- Born: Harry Montague Brittenham II September 6, 1941 Port Huron, Michigan, U.S.
- Died: July 17, 2025 (aged 83)
- Education: United States Air Force Academy; UCLA School of Law
- Occupation: Attorney
- Years active: 1970s–2025
- Known for: Entertainment law, film financing
- Spouse: Heather Thomas (m. 1992)
- Children: 3

= Skip Brittenham =

American attorney (1941–2025)

Harry "Skip" Montague Brittenham II (September 6, 1941 – July 17, 2025) was an American attorney. He was known for representing actors and filmmakers and for his role in structuring major film financing and distribution deals in Hollywood.

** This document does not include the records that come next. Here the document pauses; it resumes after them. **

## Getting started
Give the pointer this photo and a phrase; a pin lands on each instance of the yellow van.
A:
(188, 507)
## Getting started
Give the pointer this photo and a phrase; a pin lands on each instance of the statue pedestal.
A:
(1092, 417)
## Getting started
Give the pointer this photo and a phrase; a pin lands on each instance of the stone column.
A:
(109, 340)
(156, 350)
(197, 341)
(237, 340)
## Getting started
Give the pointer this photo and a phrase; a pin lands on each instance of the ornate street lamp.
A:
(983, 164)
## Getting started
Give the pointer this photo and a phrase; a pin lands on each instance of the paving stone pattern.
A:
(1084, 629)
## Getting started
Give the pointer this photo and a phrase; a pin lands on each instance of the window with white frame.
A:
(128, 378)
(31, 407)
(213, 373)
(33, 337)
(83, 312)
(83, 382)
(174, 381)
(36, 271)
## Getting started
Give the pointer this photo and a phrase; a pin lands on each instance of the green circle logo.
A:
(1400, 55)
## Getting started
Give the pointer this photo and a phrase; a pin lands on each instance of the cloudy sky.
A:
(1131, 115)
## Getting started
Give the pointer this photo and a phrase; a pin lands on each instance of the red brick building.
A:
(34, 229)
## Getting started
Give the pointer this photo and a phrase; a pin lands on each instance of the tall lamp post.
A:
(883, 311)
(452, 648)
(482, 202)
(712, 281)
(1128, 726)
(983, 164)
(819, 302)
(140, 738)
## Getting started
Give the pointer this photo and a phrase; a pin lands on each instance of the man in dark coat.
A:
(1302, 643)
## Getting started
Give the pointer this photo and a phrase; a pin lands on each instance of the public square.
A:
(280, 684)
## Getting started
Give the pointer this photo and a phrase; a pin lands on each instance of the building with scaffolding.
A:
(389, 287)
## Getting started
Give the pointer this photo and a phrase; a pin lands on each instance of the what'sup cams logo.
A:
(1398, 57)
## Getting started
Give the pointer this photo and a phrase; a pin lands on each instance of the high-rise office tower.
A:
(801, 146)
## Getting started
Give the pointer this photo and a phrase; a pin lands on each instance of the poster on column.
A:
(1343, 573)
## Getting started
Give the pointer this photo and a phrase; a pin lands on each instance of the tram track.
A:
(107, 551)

== Early life and career ==
Brittenham was born on September 6, 1941, in Port Huron, Michigan. His father joined the US Air Force during World War II, and remained in the Air Force until 1966. As a result, Skip grew up all over the country, moving to New York, Mississippi, Alaska, and California.

After graduating high school, Brittenham joined the Air Force Academy. Although his eyesight was not good enough to become a pilot, he served in the Air Force before attending law school.

Brittenham graduated from the UCLA School of Law before co-founding Ziffren Brittenham LLP, with Ken Ziffren.

Throughout his career, he represented a number of notable people, including Harrison Ford, Eddie Murphy and other actors.

Within the entertainment industry, Brittenham was very well known and highly respected. At the same time, he was not well known to the general public, as he allegedly preferred to keep a low profile.

Brittenham died on July 17, 2025, at the age of 83.

== Personal life ==
Brittenham married Heather Thomas in 1992. They remained married until his death. Brittenham had three children, all girls: India, Kristina and Shauna, the youngest from his marriage to Heather Thomas, the older two from a prior relationship.